One should not underestimate the radical nature of his transformation. When James Molyneux stood down as Ulster Unionist leader in August 1995, Trimble campaigned for the succession as a hard liner, boosted by that year’s Orange victory at Drumcree, which he and Paisley had celebrated hand in hand. He defeated the ‘liberal’ candidate, Ken Maginnis, but it seems clear that he had already decided peace on Unionist terms was possible. The problem was not to be the republicans but the Protestant supremacists inside and outside his own party.

While Trimble saw Sinn Fein joining a partitionist government as a historic defeat for Irish republicanism, there were powerful elements within the Protestant community who were completely opposed to power sharing with Catholics on any terms and for whom anything short of the restoration of Protestant supremacy was a betrayal. It was these elements who tried to secure Trimble’s expulsion from the Orange Order for attending a requiem mass for the children killed in the Omagh bombing. They failed to bring the Good Friday Agreement down at Drumcree, the Orange Order’s Groundhog Day; but decommissioning or some other pretext is likely to succeed in the future. McDonald is scathing about the hypocrisy of these people, but at the time of writing Trimble’s long term survival looks very much in doubt. Interestingly, the diehards’ explanation of Trimble’s treachery is that he is an M15 agent!

Book coverOne last point of interest: McDonald reveals the identities of a key group of advisers that Trimble has gathered around him. Ruth Dudley Edwards, the historian Paul Bew, Eoghan Harris, who managed Mary Robinson’s media campaign in the 1990 Irish Presidential election, and most important of all, Sean O’Callaghan.
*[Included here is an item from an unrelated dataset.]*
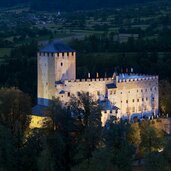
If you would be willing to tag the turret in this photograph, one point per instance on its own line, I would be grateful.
(56, 62)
O’Callaghan figures in McDonald’s account as an ex IRA man, but perhaps a better characterisation would be ex Irish intelligence agent. He has become ‘a pivotal behind the scenes player’, acting as liaison between Trimble and the loyalist paramilitaries and playing a key role in devising Ulster Unionist strategy.

Henry McDonald’s Trimble is an extremely enlightening book. He has done a fine job in bringing the Ulster Unionist leader and Nobel Peace Prize winner into focus; Trimble is a most unlikely peacemaker with some interesting connections that deserve further scrutiny.

Don Mullan’s The Dublin and Monaghan Bombings is one of the essential books of the Troubles. Deriving from the Yorkshire TV documentary, ‘Hidden Hand: The Forgotten Massacre’, broadcast on 6 July 1993, it shows that there is a strong case that there was an official cover-up in relation to the bombings of 17 May 1974. While David Trimble was busy advising the loyalist paramilitaries on constitutional matters during the UWC general strike, some of their men killed thirty three people in Dublin and Monaghan in the worst bombings of the war. It seems clear from his evidence, that the bombing required covert British involvement and that the reason those responsible were never brought to trial was to conceal that involvement with both the British and Irish governments party to the cover-up. This is a fine book. We are all in Don Mullan’s debt.